Monitoring Site Availability
Create an availability checklist to monitor the availability of your site. The availability checklist should contain the items in this section.
Monitor Bandwidth Usage: Per Day, Week, and Month
Bandwidth. How bandwidth is being used (peak and idle).
Usage. How usage increases; if it increases, when it increases, and how long it increases.
You can use this information to project how much bandwidth you will need in the future. This will enable you to plan for the peak bandwidth you need for a holiday shopping season.
You can obtain bandwidth usage data from managed routers and Internet Information Services (IIS) 6.0 log analysis (using the Commerce Server Data Warehouse).

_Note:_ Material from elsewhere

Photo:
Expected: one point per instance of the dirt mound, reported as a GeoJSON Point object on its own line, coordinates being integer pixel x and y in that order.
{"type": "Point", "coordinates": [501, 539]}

Monitor Network Availability
Use Network Internet Control Message Protocol (ICMP) echo pings that are available in most network monitoring software.
Compare your network availability to the level agreed to in your service level agreement (SLA) with your Internet Service Provider (ISP)/data center provider. Request improvement if network availability falls lower than the level agreed to in the SLA.
The formula for measuring network availability is as follows:
(Number of successful ping returns/number of total pings issued) x 100%
Monitor System Availability
Monitor the following systems:
Operating system. Monitor typical and abnormal shutdowns of the operating system.
SQL Server. Monitor typical operation and failover events of Microsoft SQL Server.
Internet Information Services (IIS). Monitor typical and abnormal shutdowns in IIS.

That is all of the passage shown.